In one of the few testy moments, Clinton assailed Edwards for having twice voted in favor of approving a controversial nuclear waste disposal site at Nevada's Yucca Mountain, a project residents overwhelmingly oppose.

"I have consistently and persistently been opposed to Yucca Mountain, and I will make sure it does not come into effect when I'm president," Clinton said, selecting a local issue to distinguish herself among Nevada voters. "John, you voted for it twice."

Clinton also took a shot at Obama, who opposes the use of the mountain as a nuclear waste dump but who, Clinton alleged, has accepted campaign contributions from company officials who support the project.

"I think it's a testimony to my commitment and opposition to Yucca Mountain that despite the fact that my state has more nuclear power plants than any other state in the country, I've never supported Yucca Mountain," Obama, the Illinois senator, responded.

Edwards acknowledged his earlier support but said that since those votes, "sound science" and new evidence has convinced him the project is a poor idea.

Clinton confronted Obama on an issue that has divided them: the Iraq war.
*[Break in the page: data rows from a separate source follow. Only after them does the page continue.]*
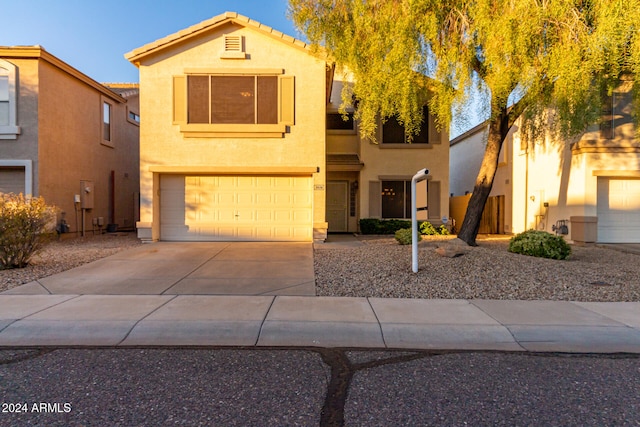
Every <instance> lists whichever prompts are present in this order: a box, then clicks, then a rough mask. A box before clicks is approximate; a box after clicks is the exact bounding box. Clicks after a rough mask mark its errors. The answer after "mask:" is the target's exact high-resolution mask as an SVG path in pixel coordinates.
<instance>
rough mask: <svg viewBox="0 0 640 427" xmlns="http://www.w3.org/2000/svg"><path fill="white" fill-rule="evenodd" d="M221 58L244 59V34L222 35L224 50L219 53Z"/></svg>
mask: <svg viewBox="0 0 640 427" xmlns="http://www.w3.org/2000/svg"><path fill="white" fill-rule="evenodd" d="M220 57H221V58H223V59H246V57H247V55H246V54H245V52H244V36H231V35H225V36H224V51H223V52H222V55H220Z"/></svg>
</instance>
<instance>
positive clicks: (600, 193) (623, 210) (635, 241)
mask: <svg viewBox="0 0 640 427" xmlns="http://www.w3.org/2000/svg"><path fill="white" fill-rule="evenodd" d="M597 211H598V241H599V242H601V243H640V179H617V178H605V177H599V178H598V207H597Z"/></svg>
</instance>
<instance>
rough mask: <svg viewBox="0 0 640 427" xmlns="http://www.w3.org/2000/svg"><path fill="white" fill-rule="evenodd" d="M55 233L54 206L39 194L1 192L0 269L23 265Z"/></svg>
mask: <svg viewBox="0 0 640 427" xmlns="http://www.w3.org/2000/svg"><path fill="white" fill-rule="evenodd" d="M54 235H55V209H54V208H53V207H51V206H47V205H46V203H45V202H44V199H43V198H42V197H33V198H27V197H25V196H23V195H22V194H12V193H9V194H0V270H1V269H7V268H22V267H26V266H27V264H29V261H30V260H31V257H32V256H33V255H35V254H36V253H37V252H38V251H39V250H41V249H42V248H43V247H44V246H45V245H46V243H47V242H48V241H49V240H50V238H51V237H52V236H54Z"/></svg>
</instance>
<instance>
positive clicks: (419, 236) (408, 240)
mask: <svg viewBox="0 0 640 427" xmlns="http://www.w3.org/2000/svg"><path fill="white" fill-rule="evenodd" d="M412 235H413V231H412V230H411V229H410V228H401V229H400V230H398V231H396V233H395V238H396V240H397V241H398V243H400V244H401V245H410V244H411V242H412V240H413V236H412ZM420 240H422V236H421V235H420V234H418V241H420Z"/></svg>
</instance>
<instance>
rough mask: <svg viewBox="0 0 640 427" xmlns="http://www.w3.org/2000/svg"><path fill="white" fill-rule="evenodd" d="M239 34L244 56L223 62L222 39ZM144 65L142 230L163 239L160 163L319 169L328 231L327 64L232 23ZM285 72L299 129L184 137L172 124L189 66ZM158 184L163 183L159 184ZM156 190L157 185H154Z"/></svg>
mask: <svg viewBox="0 0 640 427" xmlns="http://www.w3.org/2000/svg"><path fill="white" fill-rule="evenodd" d="M224 34H234V35H242V36H244V40H245V47H246V53H247V54H248V58H247V59H221V58H220V53H221V52H222V51H223V35H224ZM139 68H140V89H141V105H140V108H141V116H142V118H143V120H142V123H141V127H140V131H141V146H140V153H141V157H140V176H141V189H140V190H141V221H140V222H141V225H142V226H146V227H148V226H149V225H150V224H152V228H153V236H152V238H153V239H157V238H158V237H159V228H158V227H159V217H158V215H159V209H158V205H157V199H156V200H155V204H154V174H153V173H152V172H151V171H150V168H152V167H155V166H176V167H177V168H178V169H176V170H179V168H180V167H185V168H187V167H191V168H197V167H198V166H201V167H208V168H211V167H229V168H239V169H243V170H247V169H250V168H264V167H267V168H268V167H280V168H284V169H285V170H286V169H287V168H294V167H309V168H314V169H315V168H319V172H318V173H314V174H313V179H314V188H315V189H316V190H315V193H314V202H313V203H314V207H313V209H314V227H323V226H324V227H325V228H326V225H325V224H326V223H325V193H324V189H325V183H326V181H325V175H326V171H325V167H324V165H325V79H326V77H325V76H326V74H325V62H324V61H321V60H319V59H317V58H315V57H314V56H312V55H311V54H310V53H309V52H308V51H305V50H303V49H301V48H299V47H296V46H293V45H291V44H289V43H287V42H283V41H282V40H276V39H274V38H272V37H270V36H269V35H267V34H264V33H263V32H261V31H257V30H254V29H253V28H247V27H243V26H241V25H236V24H232V23H227V24H225V25H222V26H219V27H217V28H215V29H213V30H212V31H208V32H206V33H205V34H203V35H200V36H198V37H196V38H190V39H188V40H187V41H186V42H184V43H178V44H176V45H174V46H171V47H167V48H166V49H163V50H161V51H160V52H159V53H157V54H154V55H152V56H147V57H145V58H143V59H142V61H141V64H140V66H139ZM193 68H200V69H204V68H206V69H211V70H222V69H234V70H239V69H241V70H247V71H248V72H251V71H252V70H259V69H274V68H278V69H283V70H284V73H285V75H292V76H295V124H294V125H293V126H290V131H289V132H288V133H286V134H285V135H284V137H281V138H255V137H250V138H230V137H225V138H211V137H204V138H203V137H197V138H186V137H185V136H184V134H182V133H181V132H180V127H179V125H174V124H172V78H173V77H174V76H178V75H184V74H185V70H186V69H193ZM155 183H156V186H157V183H158V180H157V177H156V179H155ZM156 189H157V187H156Z"/></svg>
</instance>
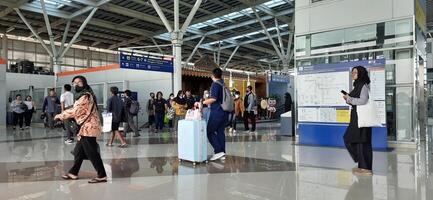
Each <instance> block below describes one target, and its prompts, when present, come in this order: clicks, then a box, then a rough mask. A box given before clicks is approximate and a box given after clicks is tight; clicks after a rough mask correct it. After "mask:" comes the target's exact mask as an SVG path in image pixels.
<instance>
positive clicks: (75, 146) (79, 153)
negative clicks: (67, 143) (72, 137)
mask: <svg viewBox="0 0 433 200" xmlns="http://www.w3.org/2000/svg"><path fill="white" fill-rule="evenodd" d="M74 154H75V156H74V166H72V168H71V169H70V170H69V173H70V174H73V175H75V176H78V173H79V172H80V168H81V164H83V160H84V159H89V160H90V162H92V165H93V167H94V168H95V169H96V172H97V174H98V178H104V177H106V176H107V174H106V172H105V168H104V163H103V162H102V159H101V154H100V153H99V145H98V142H96V137H81V140H80V141H78V142H77V144H76V145H75V149H74Z"/></svg>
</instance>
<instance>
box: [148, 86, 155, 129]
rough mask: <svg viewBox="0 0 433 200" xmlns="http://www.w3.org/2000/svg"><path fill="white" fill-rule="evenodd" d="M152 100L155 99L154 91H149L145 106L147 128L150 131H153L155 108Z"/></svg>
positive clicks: (154, 122) (154, 100) (154, 117)
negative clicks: (147, 117)
mask: <svg viewBox="0 0 433 200" xmlns="http://www.w3.org/2000/svg"><path fill="white" fill-rule="evenodd" d="M154 101H155V93H153V92H151V93H150V99H149V101H147V107H146V109H147V116H148V124H149V129H150V130H151V131H153V124H154V123H155V110H154V107H153V104H154Z"/></svg>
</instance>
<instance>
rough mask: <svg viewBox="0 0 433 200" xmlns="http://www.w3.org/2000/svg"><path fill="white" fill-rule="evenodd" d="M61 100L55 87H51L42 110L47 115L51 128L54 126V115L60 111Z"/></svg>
mask: <svg viewBox="0 0 433 200" xmlns="http://www.w3.org/2000/svg"><path fill="white" fill-rule="evenodd" d="M59 105H60V100H59V98H57V96H56V92H55V91H54V89H50V91H49V95H48V96H47V97H45V99H44V104H43V106H42V112H43V113H45V115H46V117H47V126H48V127H49V128H51V129H53V128H54V116H55V115H56V114H57V113H58V111H59V110H58V107H59Z"/></svg>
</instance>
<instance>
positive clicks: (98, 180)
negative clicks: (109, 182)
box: [89, 177, 107, 184]
mask: <svg viewBox="0 0 433 200" xmlns="http://www.w3.org/2000/svg"><path fill="white" fill-rule="evenodd" d="M106 182H107V177H105V178H102V179H101V178H92V179H91V180H90V181H89V183H90V184H94V183H106Z"/></svg>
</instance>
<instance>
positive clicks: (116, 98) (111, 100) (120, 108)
mask: <svg viewBox="0 0 433 200" xmlns="http://www.w3.org/2000/svg"><path fill="white" fill-rule="evenodd" d="M110 93H111V97H110V98H109V99H108V100H107V111H108V112H110V113H111V114H112V117H113V118H112V121H111V136H110V139H109V141H108V143H107V146H109V147H111V146H113V142H114V139H115V137H117V139H119V141H120V146H119V147H120V148H126V147H127V144H126V140H125V138H124V137H123V135H122V134H120V132H119V126H120V122H121V121H122V115H123V114H124V106H123V103H122V100H121V99H120V98H119V96H117V94H118V93H119V88H117V87H111V88H110Z"/></svg>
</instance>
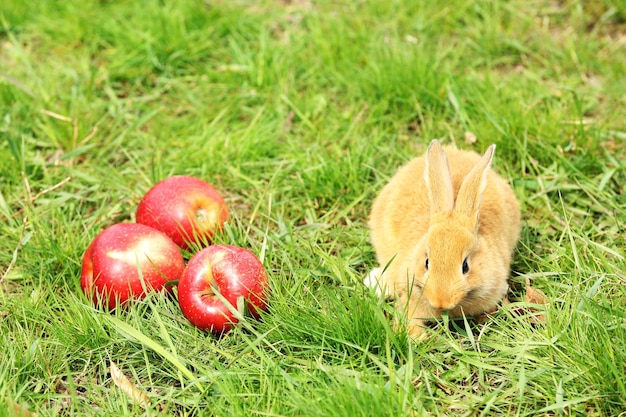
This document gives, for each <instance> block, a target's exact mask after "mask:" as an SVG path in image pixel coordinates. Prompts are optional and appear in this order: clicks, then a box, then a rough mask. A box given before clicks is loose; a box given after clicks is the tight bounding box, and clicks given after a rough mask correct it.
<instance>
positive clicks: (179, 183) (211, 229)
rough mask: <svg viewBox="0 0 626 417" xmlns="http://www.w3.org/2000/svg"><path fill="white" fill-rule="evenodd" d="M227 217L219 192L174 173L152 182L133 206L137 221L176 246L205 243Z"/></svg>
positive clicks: (204, 182) (193, 179)
mask: <svg viewBox="0 0 626 417" xmlns="http://www.w3.org/2000/svg"><path fill="white" fill-rule="evenodd" d="M227 220H228V207H227V206H226V203H225V201H224V198H223V197H222V195H221V194H220V193H219V192H218V191H217V190H216V189H215V188H213V187H212V186H211V185H209V184H207V183H206V182H205V181H203V180H201V179H199V178H194V177H188V176H184V175H175V176H173V177H169V178H166V179H164V180H163V181H161V182H158V183H157V184H155V185H154V187H152V188H151V189H150V190H149V191H148V192H147V193H146V195H145V196H144V197H143V198H142V200H141V202H140V203H139V206H138V207H137V223H141V224H145V225H146V226H150V227H154V228H155V229H157V230H160V231H162V232H163V233H165V234H166V235H168V236H169V237H170V238H172V240H173V241H174V242H176V244H177V245H178V246H180V247H181V248H183V249H189V247H190V244H191V243H192V242H195V243H196V244H199V245H201V246H206V244H207V243H208V242H209V241H210V239H211V237H212V236H213V233H214V232H215V231H216V230H218V229H220V228H221V227H222V226H223V225H224V222H225V221H227Z"/></svg>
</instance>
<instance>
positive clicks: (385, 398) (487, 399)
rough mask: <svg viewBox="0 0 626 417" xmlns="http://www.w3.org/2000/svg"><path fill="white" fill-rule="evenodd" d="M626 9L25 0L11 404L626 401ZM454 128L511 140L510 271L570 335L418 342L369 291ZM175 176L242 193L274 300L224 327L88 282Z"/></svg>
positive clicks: (186, 408) (209, 411)
mask: <svg viewBox="0 0 626 417" xmlns="http://www.w3.org/2000/svg"><path fill="white" fill-rule="evenodd" d="M625 20H626V7H625V6H624V4H623V2H620V1H613V0H606V1H599V2H591V1H574V0H571V1H564V2H549V1H538V0H533V1H517V0H516V1H498V0H491V1H480V2H474V1H469V0H453V1H450V2H434V1H422V2H412V1H382V0H380V1H378V0H376V1H374V0H372V1H362V2H350V1H340V2H335V1H325V0H324V1H319V2H312V1H308V0H297V1H291V2H287V1H279V0H263V1H254V2H247V1H243V0H238V1H215V2H201V1H192V0H181V1H156V0H145V1H143V0H142V1H134V2H133V1H95V0H90V1H77V0H70V1H65V2H57V1H41V2H38V3H37V6H36V7H35V6H30V5H29V3H28V2H21V1H17V0H7V1H3V2H2V4H1V5H0V118H1V119H0V120H1V121H0V136H1V140H0V237H1V238H0V416H3V415H18V412H17V411H16V408H15V407H14V406H15V405H17V406H19V407H21V410H22V411H23V410H30V411H34V412H37V414H38V415H40V416H45V415H138V414H142V413H145V414H150V415H164V416H165V415H180V416H191V415H216V416H217V415H242V416H250V415H263V416H267V415H302V416H373V415H376V416H378V415H380V416H383V415H389V416H398V415H416V416H417V415H441V416H443V415H459V416H467V415H519V416H526V415H592V416H593V415H598V416H599V415H607V416H609V415H610V416H618V415H626V378H625V377H624V375H625V372H626V313H625V309H624V306H626V275H625V272H624V271H625V264H626V262H625V256H626V251H625V248H626V238H625V237H624V236H625V234H624V227H625V223H626V188H625V187H624V184H625V183H626V165H625V162H624V161H626V110H625V107H624V97H626V77H624V74H625V73H626V43H625V38H624V33H625V30H626V23H625ZM465 132H472V133H474V134H475V135H476V136H477V138H478V142H477V143H475V144H473V145H469V144H466V143H465V142H464V136H465ZM433 138H441V139H442V140H444V141H446V142H454V143H456V144H458V146H461V147H464V148H474V149H476V150H483V149H484V148H485V147H486V146H487V145H488V144H489V143H496V144H497V145H498V148H497V155H496V160H495V165H496V166H497V169H498V170H499V171H500V172H502V173H503V175H505V176H506V177H507V178H509V179H510V180H511V183H512V184H513V185H514V188H515V191H516V193H517V195H518V196H519V198H520V201H521V202H522V206H523V218H524V228H523V233H522V238H521V241H520V244H519V246H518V249H517V252H516V256H515V262H514V268H513V269H514V275H513V277H512V280H513V281H514V282H517V283H522V282H523V281H524V278H525V277H529V278H530V279H531V281H532V285H533V287H535V288H538V289H541V290H542V291H544V292H545V293H546V294H547V296H548V297H549V299H550V304H549V305H548V306H547V308H546V323H545V324H539V325H538V324H533V323H531V320H530V319H529V317H528V316H520V315H519V314H518V313H517V311H518V310H519V309H518V307H519V304H516V303H514V304H512V305H511V306H508V307H505V308H503V309H502V310H501V311H500V312H498V313H497V314H496V315H495V316H494V317H492V318H491V319H490V320H488V321H487V322H486V323H482V324H475V323H471V322H460V323H455V324H454V325H453V326H452V327H450V328H449V327H446V326H437V327H436V328H434V329H433V331H432V336H431V337H430V338H429V339H428V340H427V341H424V342H421V343H415V342H410V341H408V340H407V335H406V333H405V332H404V331H402V330H399V331H397V332H394V331H393V330H392V328H391V327H390V317H391V316H393V315H394V314H395V313H394V312H393V311H392V309H391V308H390V306H388V305H386V304H385V303H384V302H383V301H381V300H378V299H376V297H375V296H374V295H373V294H371V293H370V291H368V290H367V289H366V288H364V286H363V284H362V278H363V276H364V275H365V274H366V273H367V271H368V270H369V269H370V268H372V267H373V266H375V265H374V264H375V259H374V252H373V249H372V248H371V245H370V243H369V238H368V230H367V227H366V220H367V215H368V211H369V207H370V204H371V201H372V200H373V198H374V197H375V195H376V193H377V191H378V190H379V189H380V188H381V187H382V185H383V184H384V183H385V182H386V181H387V180H388V179H389V178H390V176H391V175H393V173H394V171H395V169H396V168H397V167H398V166H399V165H400V164H402V163H404V162H406V161H408V160H409V159H410V158H412V157H414V156H416V155H419V154H421V153H422V152H423V151H424V149H425V147H426V145H427V143H428V142H429V141H430V140H431V139H433ZM173 174H187V175H194V176H199V177H202V178H205V179H206V180H208V181H210V182H211V183H213V184H214V185H216V186H217V187H218V188H219V189H220V190H222V191H223V192H224V194H225V197H226V199H227V201H228V203H229V205H230V207H231V211H232V214H233V219H232V222H231V224H230V227H229V228H228V230H227V231H226V232H225V233H223V234H222V235H220V236H219V237H218V240H219V241H224V242H229V243H233V244H238V245H241V246H244V247H247V248H250V249H251V250H253V251H254V252H256V253H258V254H262V257H263V262H264V264H265V266H266V268H267V270H268V272H269V275H270V278H271V297H270V310H269V312H268V313H266V314H264V315H263V319H262V320H260V321H255V320H247V321H245V322H244V323H242V325H241V326H238V327H237V328H236V329H235V330H233V331H232V332H231V333H229V334H227V335H226V336H225V337H222V338H220V339H217V338H214V337H212V336H211V335H207V334H204V333H202V332H200V331H198V330H196V329H195V328H193V327H192V326H191V325H190V324H189V323H188V322H186V320H185V319H184V317H183V316H182V314H181V313H180V311H179V308H178V305H177V304H176V301H175V299H171V298H164V297H162V296H151V297H149V298H148V299H147V300H146V301H145V302H141V303H138V304H136V305H134V306H133V307H132V308H130V309H129V311H127V312H117V313H113V314H109V313H103V312H100V311H97V310H96V309H94V308H93V307H92V306H91V305H90V303H89V302H87V301H86V299H85V298H84V297H83V295H82V293H81V291H80V286H79V282H78V281H79V275H80V263H81V259H82V254H83V252H84V250H85V248H86V247H87V245H88V244H89V242H90V241H91V239H93V237H94V236H95V235H96V234H97V233H98V232H99V231H100V230H102V229H103V228H104V227H106V226H108V225H111V224H113V223H115V222H120V221H133V219H134V210H135V207H136V205H137V203H138V201H139V199H140V198H141V196H142V194H143V193H144V192H145V191H146V190H147V189H148V188H149V187H150V186H151V185H152V184H154V183H155V182H156V181H158V180H160V179H162V178H165V177H167V176H169V175H173ZM67 178H70V179H69V180H66V179H67ZM515 295H518V296H519V295H520V294H519V291H518V292H514V293H513V294H512V296H515ZM111 361H113V362H115V363H116V364H117V365H118V367H119V368H120V369H121V370H122V371H123V372H124V374H125V375H126V376H127V377H128V378H129V379H130V380H131V381H132V382H133V384H135V386H136V387H137V388H139V389H141V390H143V391H145V392H146V393H147V395H148V397H149V398H150V402H151V406H150V408H149V410H147V411H145V410H143V409H142V408H141V407H140V406H139V405H138V404H136V403H134V402H133V401H132V400H130V399H129V398H128V397H127V396H126V395H125V394H124V393H122V392H121V391H120V390H119V389H118V388H117V387H116V386H115V385H114V384H113V382H112V379H111V374H110V371H109V366H110V362H111Z"/></svg>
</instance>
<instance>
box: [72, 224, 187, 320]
mask: <svg viewBox="0 0 626 417" xmlns="http://www.w3.org/2000/svg"><path fill="white" fill-rule="evenodd" d="M184 269H185V262H184V260H183V257H182V255H181V253H180V249H179V248H178V246H176V244H175V243H174V242H173V241H172V239H170V238H169V237H167V236H166V235H165V234H163V233H161V232H159V231H158V230H155V229H153V228H151V227H148V226H144V225H142V224H136V223H120V224H116V225H113V226H111V227H109V228H107V229H105V230H103V231H102V232H101V233H100V234H99V235H98V236H96V238H95V239H94V240H93V241H92V242H91V244H90V245H89V247H88V248H87V250H86V251H85V255H84V256H83V267H82V273H81V276H80V286H81V288H82V289H83V292H84V293H85V295H86V296H87V297H89V298H91V299H92V300H93V302H94V303H95V304H96V305H99V304H100V303H101V304H102V305H103V306H105V307H108V308H109V309H113V308H115V307H116V306H118V305H120V304H122V305H123V304H125V303H126V302H128V300H129V299H131V298H137V299H140V298H143V297H145V295H146V293H147V292H148V291H160V290H163V289H164V288H167V289H168V290H170V288H171V287H166V285H165V284H166V283H167V282H168V281H172V280H177V279H179V278H180V276H181V274H182V272H183V270H184Z"/></svg>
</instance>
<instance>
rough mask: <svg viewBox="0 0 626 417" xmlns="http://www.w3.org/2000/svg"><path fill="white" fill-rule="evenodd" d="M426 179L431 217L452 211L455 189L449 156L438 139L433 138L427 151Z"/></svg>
mask: <svg viewBox="0 0 626 417" xmlns="http://www.w3.org/2000/svg"><path fill="white" fill-rule="evenodd" d="M424 181H425V182H426V188H427V189H428V198H429V200H430V212H431V217H432V215H433V214H436V213H441V212H444V211H451V210H452V208H453V207H454V189H453V187H452V176H451V175H450V168H449V167H448V158H447V156H446V153H445V152H444V151H443V148H442V147H441V143H439V141H438V140H433V141H432V142H430V145H429V146H428V150H427V151H426V167H425V169H424Z"/></svg>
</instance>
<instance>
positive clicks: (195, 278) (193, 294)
mask: <svg viewBox="0 0 626 417" xmlns="http://www.w3.org/2000/svg"><path fill="white" fill-rule="evenodd" d="M267 286H268V280H267V274H266V273H265V268H263V264H262V263H261V261H260V260H259V259H258V258H257V257H256V256H255V255H254V254H253V253H252V252H250V251H248V250H246V249H243V248H240V247H237V246H231V245H212V246H209V247H207V248H204V249H202V250H201V251H200V252H198V253H196V254H195V255H194V256H193V257H192V258H191V259H190V260H189V262H188V263H187V267H186V268H185V270H184V271H183V276H182V277H181V278H180V281H179V283H178V302H179V303H180V309H181V310H182V312H183V314H184V315H185V317H187V319H188V320H189V321H190V322H191V323H192V324H193V325H195V326H196V327H198V328H200V329H203V330H207V329H208V330H211V331H212V332H213V333H215V334H221V333H224V332H225V331H227V330H229V329H230V328H231V327H232V326H233V325H234V324H235V323H236V322H237V318H236V317H235V311H237V309H238V307H239V306H240V305H243V304H240V302H241V301H240V300H241V299H242V297H243V300H245V305H247V307H248V310H249V311H250V313H252V315H253V316H258V312H259V310H265V309H266V307H267V304H266V302H267Z"/></svg>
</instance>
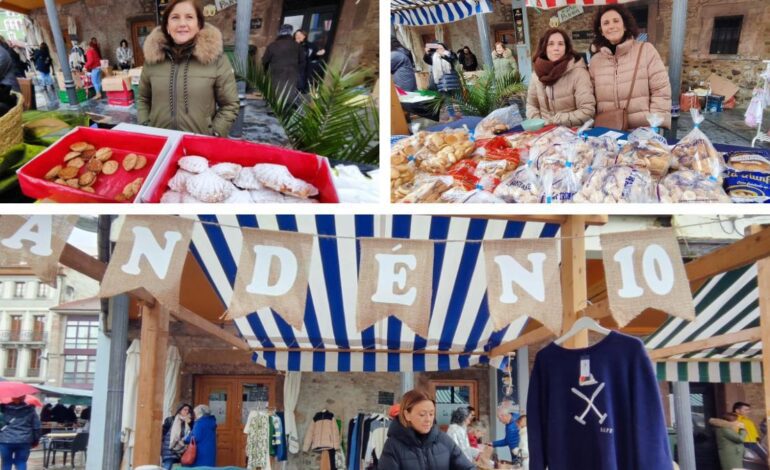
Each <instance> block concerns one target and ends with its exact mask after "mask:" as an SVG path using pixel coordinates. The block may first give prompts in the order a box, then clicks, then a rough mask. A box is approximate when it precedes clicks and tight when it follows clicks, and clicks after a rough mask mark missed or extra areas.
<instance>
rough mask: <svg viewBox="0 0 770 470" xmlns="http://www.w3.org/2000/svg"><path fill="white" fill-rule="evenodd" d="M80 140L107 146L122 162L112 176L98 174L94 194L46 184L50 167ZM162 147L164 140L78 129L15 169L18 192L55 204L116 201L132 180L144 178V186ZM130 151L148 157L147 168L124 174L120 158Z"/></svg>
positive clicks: (122, 134)
mask: <svg viewBox="0 0 770 470" xmlns="http://www.w3.org/2000/svg"><path fill="white" fill-rule="evenodd" d="M81 141H82V142H88V143H90V144H93V145H95V146H96V148H97V149H98V148H100V147H110V148H111V149H112V160H117V161H118V163H121V165H119V167H118V171H117V172H115V173H114V174H113V175H110V176H107V175H100V176H99V177H98V179H97V181H96V184H95V185H94V186H93V188H94V190H95V191H96V194H91V193H87V192H85V191H81V190H79V189H74V188H70V187H69V186H64V185H61V184H57V183H54V182H53V181H47V180H46V179H45V178H44V177H45V174H46V173H47V172H48V171H49V170H50V169H51V168H53V167H54V166H56V165H59V164H61V163H62V162H63V160H64V156H65V155H66V154H67V152H69V151H70V150H69V147H70V145H72V144H74V143H75V142H81ZM165 144H166V138H165V137H159V136H153V135H147V134H137V133H134V132H124V131H115V130H109V129H92V128H90V127H78V128H76V129H73V130H72V132H70V133H69V134H67V135H65V136H64V137H62V138H61V139H59V140H58V141H57V142H56V143H54V144H53V145H51V146H50V147H48V149H46V150H45V151H44V152H43V153H41V154H40V155H38V156H37V157H35V158H34V159H33V160H32V161H30V162H29V163H27V164H26V165H24V166H23V167H21V168H20V169H19V170H18V172H17V173H18V176H19V183H20V184H21V190H22V191H23V192H24V194H26V195H27V196H29V197H32V198H35V199H51V200H54V201H57V202H102V203H106V202H118V201H116V200H115V196H117V195H118V194H120V193H121V192H123V188H124V187H125V186H126V184H128V183H130V182H131V181H133V180H134V179H136V178H140V177H141V178H145V181H144V183H143V185H144V184H147V175H148V174H149V173H150V170H151V169H152V167H153V165H155V164H156V162H157V160H158V155H159V154H160V152H161V150H162V149H163V146H164V145H165ZM132 152H133V153H136V154H140V155H144V156H145V157H147V165H145V167H144V168H142V169H141V170H135V171H131V172H127V171H126V170H124V169H123V165H122V162H123V158H124V157H125V156H126V155H128V154H129V153H132ZM83 171H85V167H84V168H83V169H81V171H80V173H83ZM140 191H141V190H140ZM134 197H136V196H134ZM132 199H133V198H132ZM127 202H128V201H127Z"/></svg>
She asked whether he would join her in legislation that would force the president to come before Congress to ask specifically for its approval before sending more troops to Iraq or establishing permanent bases there.

"I think we can work on that, Hillary," Obama said.

Only once did Obama remind the audience that he opposed the war "from the beginning," a reference to Clinton's vote for the 2003 resolution that authorized President Bush to use force in Iraq.

All three candidates discussed their plans to address the subprime mortgage crisis, which has hit Las Vegas particularly hard. Each played to their perceived strengths: Clinton underscored her experience, Obama presented himself as a leader who can unite the country, and Edwards promised to fight corporate interests he said had taken over Washington.

"There's no doubt you've got to be a good manager," Obama said, addressing Clinton's comments that the presidency requires the capabilities of a chief executive officer.

Polls in Nevada suggest that the top three Democrats are in a virtual dead heat. But since Nevada has historically had a very low turnout at its caucuses, many analysts believe the results Saturday might not reflect the polling numbers.